According to reports, Seecharran and the teen are known to each other. It is alleged that on the day in question, Seecharran asked the teen to be in a relationship with her and she turned down his request. This reportedly made him angry and he posted the photographs of her on his WhatsApp status.
The girl had reportedly sent the photographs to one of her female friends, who then shared the photographs with Seecharran. His matter is presently ongoing, but he was released on $300,000 bail.
Not forgetting, during March 2020, 21-year-old, Melissa Ann Pestano and Janelle Williams, 23, were sentenced to three years imprisonment and fined $5M each for sharing a sex tape of their friend on social media.

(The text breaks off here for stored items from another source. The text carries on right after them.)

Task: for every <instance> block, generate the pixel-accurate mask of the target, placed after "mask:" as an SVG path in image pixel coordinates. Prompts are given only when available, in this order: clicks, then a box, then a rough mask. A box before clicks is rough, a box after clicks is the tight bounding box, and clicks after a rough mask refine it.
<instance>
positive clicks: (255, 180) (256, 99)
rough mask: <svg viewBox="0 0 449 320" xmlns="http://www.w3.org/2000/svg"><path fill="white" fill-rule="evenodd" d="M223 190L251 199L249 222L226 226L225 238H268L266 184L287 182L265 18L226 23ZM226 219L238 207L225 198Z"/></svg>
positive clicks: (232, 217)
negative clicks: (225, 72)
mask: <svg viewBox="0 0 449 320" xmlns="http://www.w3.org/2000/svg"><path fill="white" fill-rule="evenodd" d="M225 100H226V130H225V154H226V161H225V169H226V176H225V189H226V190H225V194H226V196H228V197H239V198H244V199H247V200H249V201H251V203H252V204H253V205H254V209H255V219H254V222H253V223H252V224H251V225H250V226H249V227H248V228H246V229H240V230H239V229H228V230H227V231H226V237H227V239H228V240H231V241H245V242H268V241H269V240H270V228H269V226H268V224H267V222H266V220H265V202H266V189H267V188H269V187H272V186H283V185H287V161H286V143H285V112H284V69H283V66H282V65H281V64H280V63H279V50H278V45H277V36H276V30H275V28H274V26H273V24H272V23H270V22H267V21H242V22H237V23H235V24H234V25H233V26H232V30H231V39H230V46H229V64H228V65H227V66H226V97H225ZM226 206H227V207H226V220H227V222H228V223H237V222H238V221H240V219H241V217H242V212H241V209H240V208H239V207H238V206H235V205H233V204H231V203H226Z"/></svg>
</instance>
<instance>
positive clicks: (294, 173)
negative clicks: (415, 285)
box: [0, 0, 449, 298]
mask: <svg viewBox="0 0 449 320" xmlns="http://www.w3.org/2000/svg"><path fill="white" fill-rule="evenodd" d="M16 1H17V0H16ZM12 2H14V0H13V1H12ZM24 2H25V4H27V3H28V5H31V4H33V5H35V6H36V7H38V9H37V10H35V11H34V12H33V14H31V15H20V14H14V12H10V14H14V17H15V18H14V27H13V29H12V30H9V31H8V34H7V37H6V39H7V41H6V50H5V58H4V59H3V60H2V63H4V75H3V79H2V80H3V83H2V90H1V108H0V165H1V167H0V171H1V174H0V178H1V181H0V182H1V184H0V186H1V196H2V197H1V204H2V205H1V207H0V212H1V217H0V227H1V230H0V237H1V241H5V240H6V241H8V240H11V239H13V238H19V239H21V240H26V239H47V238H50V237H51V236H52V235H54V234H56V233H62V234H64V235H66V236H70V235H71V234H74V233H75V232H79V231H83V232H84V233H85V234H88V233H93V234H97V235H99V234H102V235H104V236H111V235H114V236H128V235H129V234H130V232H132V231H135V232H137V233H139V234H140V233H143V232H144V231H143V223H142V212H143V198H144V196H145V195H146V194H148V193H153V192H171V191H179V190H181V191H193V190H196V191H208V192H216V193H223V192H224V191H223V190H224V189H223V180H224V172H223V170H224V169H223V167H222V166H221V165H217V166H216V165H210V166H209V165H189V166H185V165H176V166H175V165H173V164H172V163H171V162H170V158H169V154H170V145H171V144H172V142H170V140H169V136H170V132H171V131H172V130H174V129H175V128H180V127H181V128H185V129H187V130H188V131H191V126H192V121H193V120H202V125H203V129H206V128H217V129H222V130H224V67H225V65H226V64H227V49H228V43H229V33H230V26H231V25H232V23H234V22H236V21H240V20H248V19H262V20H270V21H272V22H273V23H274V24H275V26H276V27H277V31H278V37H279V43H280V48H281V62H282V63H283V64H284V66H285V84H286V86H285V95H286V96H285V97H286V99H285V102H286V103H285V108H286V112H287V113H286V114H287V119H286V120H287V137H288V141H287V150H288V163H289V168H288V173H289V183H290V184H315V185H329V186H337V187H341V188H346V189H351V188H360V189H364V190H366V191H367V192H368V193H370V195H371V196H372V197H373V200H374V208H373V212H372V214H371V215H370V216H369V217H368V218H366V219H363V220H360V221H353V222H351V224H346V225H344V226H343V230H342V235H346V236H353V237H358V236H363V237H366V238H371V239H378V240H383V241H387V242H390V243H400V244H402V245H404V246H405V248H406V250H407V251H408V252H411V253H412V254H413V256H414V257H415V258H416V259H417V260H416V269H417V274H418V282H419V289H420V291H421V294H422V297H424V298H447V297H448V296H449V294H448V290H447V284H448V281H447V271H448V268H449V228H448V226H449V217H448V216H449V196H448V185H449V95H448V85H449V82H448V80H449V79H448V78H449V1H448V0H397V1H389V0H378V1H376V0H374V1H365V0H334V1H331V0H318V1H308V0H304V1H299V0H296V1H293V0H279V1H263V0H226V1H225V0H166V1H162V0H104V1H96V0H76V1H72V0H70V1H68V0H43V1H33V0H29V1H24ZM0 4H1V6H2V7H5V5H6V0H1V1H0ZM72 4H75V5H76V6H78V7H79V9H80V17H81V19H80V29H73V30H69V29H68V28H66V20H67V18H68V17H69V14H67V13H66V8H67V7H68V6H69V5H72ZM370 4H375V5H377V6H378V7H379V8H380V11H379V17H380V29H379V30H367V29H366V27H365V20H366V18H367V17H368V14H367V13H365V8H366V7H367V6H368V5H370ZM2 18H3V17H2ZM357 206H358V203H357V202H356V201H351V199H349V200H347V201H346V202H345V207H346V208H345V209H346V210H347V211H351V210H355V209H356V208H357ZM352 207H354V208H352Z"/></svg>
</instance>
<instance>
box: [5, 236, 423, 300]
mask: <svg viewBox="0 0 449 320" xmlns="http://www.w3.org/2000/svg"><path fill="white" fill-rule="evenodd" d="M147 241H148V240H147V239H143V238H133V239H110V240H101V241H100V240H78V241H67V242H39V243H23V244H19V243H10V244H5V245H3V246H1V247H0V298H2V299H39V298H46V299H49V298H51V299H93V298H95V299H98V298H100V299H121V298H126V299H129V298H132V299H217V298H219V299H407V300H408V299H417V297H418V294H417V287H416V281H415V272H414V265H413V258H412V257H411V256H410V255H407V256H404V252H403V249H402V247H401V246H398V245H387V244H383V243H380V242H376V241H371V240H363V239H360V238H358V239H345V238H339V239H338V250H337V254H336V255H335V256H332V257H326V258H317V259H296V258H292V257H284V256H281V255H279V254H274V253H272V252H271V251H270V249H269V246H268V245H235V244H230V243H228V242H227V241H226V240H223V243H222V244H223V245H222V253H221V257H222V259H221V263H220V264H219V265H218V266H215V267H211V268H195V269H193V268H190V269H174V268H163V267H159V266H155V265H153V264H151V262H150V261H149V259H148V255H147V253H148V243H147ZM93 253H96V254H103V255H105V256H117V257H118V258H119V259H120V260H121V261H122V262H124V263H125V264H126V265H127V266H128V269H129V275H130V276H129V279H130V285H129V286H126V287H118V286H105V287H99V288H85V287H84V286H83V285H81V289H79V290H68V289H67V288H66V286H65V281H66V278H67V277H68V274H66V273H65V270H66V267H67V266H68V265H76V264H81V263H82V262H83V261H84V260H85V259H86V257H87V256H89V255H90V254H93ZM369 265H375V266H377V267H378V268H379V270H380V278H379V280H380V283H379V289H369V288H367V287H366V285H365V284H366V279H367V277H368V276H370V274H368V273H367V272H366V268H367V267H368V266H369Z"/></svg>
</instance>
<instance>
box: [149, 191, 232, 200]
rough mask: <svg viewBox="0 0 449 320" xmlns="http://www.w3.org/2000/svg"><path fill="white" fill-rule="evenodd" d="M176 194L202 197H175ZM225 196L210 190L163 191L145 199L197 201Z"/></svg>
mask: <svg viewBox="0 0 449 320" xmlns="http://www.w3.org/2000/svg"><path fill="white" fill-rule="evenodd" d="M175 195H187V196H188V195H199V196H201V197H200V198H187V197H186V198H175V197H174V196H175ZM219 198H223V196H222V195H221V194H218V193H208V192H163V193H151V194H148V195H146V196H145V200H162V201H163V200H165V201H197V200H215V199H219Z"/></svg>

Pestano, Williams and the victim were friends and they were reportedly very close. Based on reports, Pestano found out that the victim was having an affair with her boyfriend.
After finding out about the affair, Pestano and Williams confronted the victim and later planned to get back at her. It was reported that the women arranged for Pestano’s boyfriend and the victim to book a room at the K&VC International Hotel at South Road, Georgetown. Ten minutes after the two checked into the room, Pestano arrived and was given information about which room they were in. Pestano then entered the room and videoed the sex act.
Pestano had sent a copy of the video to Williams, who then shared the video with several persons. Thereafter, the video was widely circulated on social media. The matter was reported and the women were later arrested and subsequently charged for the offence. They are currently behind bars for sharing the sex tape on social media.